Draghi étudie en coulisses un soutien aux banques

©Bloomberg

Le président de la BCE veut limiter l’impact des taux négatifs sur leur rentabilité, sans modifier sa politique monétaire.

Séance agitée sur les marchés financiers, ce mercredi. Selon des sources citées par Reuters, la Banque centrale européenne (BCE) plancherait sur des mesures concrètes visant à réduire l’effet néfaste des taux d’intérêt négatifs sur les banques de la zone euro. Il serait ainsi envisagé de relever le plafond à partir duquel le taux de -0,4% de la facilité de dépôt de la BCE affecte les liquidités excédentaires que les banques européennes déposent au guichet de la banque centrale.
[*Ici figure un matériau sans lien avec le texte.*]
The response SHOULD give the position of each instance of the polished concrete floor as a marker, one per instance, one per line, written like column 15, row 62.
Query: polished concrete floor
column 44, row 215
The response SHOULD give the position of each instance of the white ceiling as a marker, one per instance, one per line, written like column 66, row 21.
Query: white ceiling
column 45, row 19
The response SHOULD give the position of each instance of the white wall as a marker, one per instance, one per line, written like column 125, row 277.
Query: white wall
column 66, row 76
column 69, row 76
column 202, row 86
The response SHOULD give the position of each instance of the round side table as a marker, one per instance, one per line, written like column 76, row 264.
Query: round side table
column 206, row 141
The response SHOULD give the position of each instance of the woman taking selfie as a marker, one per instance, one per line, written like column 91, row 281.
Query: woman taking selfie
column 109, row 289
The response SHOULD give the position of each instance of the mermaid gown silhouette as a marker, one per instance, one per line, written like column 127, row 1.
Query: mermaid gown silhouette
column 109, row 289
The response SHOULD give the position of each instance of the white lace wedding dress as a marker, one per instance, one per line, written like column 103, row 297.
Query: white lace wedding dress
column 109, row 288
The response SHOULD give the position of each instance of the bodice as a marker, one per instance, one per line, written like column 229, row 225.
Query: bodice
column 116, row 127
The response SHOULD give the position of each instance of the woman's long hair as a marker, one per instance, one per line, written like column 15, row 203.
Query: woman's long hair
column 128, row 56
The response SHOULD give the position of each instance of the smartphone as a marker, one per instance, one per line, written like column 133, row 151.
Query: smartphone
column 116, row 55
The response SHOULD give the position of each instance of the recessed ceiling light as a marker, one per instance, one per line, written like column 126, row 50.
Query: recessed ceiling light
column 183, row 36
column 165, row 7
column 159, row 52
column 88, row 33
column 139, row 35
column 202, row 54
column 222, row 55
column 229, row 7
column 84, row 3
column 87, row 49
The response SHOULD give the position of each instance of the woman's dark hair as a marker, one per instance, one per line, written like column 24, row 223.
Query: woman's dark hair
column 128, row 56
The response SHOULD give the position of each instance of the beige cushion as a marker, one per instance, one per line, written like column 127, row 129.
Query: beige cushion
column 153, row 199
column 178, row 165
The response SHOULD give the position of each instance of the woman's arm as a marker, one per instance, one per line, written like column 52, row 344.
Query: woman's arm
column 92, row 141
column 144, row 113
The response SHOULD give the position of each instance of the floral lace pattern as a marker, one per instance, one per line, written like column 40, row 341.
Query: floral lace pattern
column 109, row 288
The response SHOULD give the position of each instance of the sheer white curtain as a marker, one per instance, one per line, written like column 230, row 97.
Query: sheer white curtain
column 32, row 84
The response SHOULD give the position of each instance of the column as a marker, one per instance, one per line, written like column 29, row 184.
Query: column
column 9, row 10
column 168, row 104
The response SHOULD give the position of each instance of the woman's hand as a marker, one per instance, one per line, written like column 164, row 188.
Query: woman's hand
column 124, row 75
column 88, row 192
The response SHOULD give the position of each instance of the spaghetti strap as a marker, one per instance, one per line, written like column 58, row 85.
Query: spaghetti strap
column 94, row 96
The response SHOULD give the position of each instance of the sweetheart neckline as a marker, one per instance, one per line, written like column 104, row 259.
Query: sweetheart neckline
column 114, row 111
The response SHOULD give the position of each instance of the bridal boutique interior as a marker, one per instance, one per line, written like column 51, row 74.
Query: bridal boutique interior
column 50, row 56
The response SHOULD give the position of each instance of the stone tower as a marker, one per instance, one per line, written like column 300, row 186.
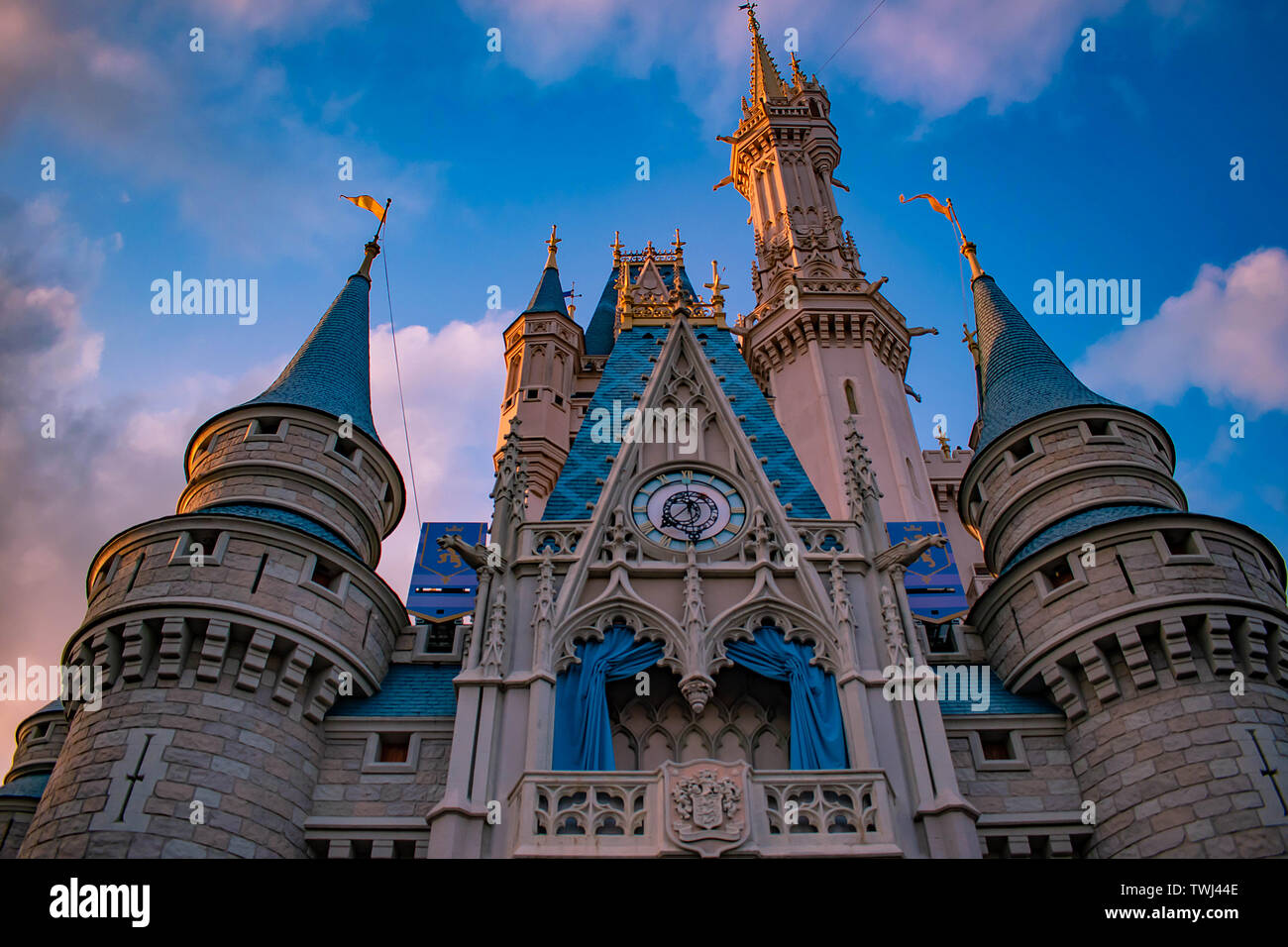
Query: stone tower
column 227, row 630
column 541, row 357
column 1160, row 633
column 822, row 341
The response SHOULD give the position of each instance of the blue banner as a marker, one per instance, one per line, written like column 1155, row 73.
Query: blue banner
column 934, row 585
column 442, row 586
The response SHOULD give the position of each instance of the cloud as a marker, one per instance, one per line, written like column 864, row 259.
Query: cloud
column 222, row 129
column 451, row 382
column 1227, row 335
column 115, row 462
column 932, row 55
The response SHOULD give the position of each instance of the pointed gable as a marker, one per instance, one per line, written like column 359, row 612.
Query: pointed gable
column 1019, row 375
column 632, row 360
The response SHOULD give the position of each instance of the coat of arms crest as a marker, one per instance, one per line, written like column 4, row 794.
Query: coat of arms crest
column 706, row 804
De quoi faire bondir tout le secteur bancaire en Bourse. Mercredi, à Bruxelles, les actions KBC et ING ont gagné près de 3%, terminant en tête du Bel 20. Ce qui a permis à notre indice national d’afficher la meilleure performance du jour en Europe. Sur les autres places boursières, Crédit Agricole a progressé de 3,56%, Société générale de 1,94%, ABN Amro de 3,62% et Deutsche Bank de 2,86%.

Le Bund allemand sous son homologue japonais

On notera toutefois que, dans un discours prononcé à Francfort, Mario Draghi, le président de la BCE, a été beaucoup moins précis sur les mesures que la banque centrale pourrait prendre en faveur des banques. Il a d’ailleurs insisté sur le fait que leur faible rentabilité n’était pas nécessairement due aux taux d’intérêt négatifs résultant de la politique monétaire…

Le président de l’institut monétaire s’est exprimé à l’occasion de la vingtième édition de la conférence "La BCE et ses observateurs", organisée ce mercredi à Francfort. "Nous continuerons à vérifier comment les banques peuvent maintenir des conditions bénéficiaires saines alors que les marges d’intérêt sont sous pression", a-t-il dit. "Et, si nécessaire, nous devrons réfléchir à d’éventuelles mesures pouvant conserver les effets positifs des taux négatifs sur l’économie tout en réduisant les effets collatéraux, s’il y en a. Cela dit, la faible rentabilité des banques n’est pas une conséquence inévitable des taux négatifs."

Des déclarations qui ont plombé les rendements obligataires. Le taux allemand à 10 ans est par exemple tombé à -0,088% ce mercredi. Soit en-dessous du taux actuel de l’obligation étatique japonaise à 10 ans, qui se situe à -0,067%. C’est une première depuis l’automne 2016.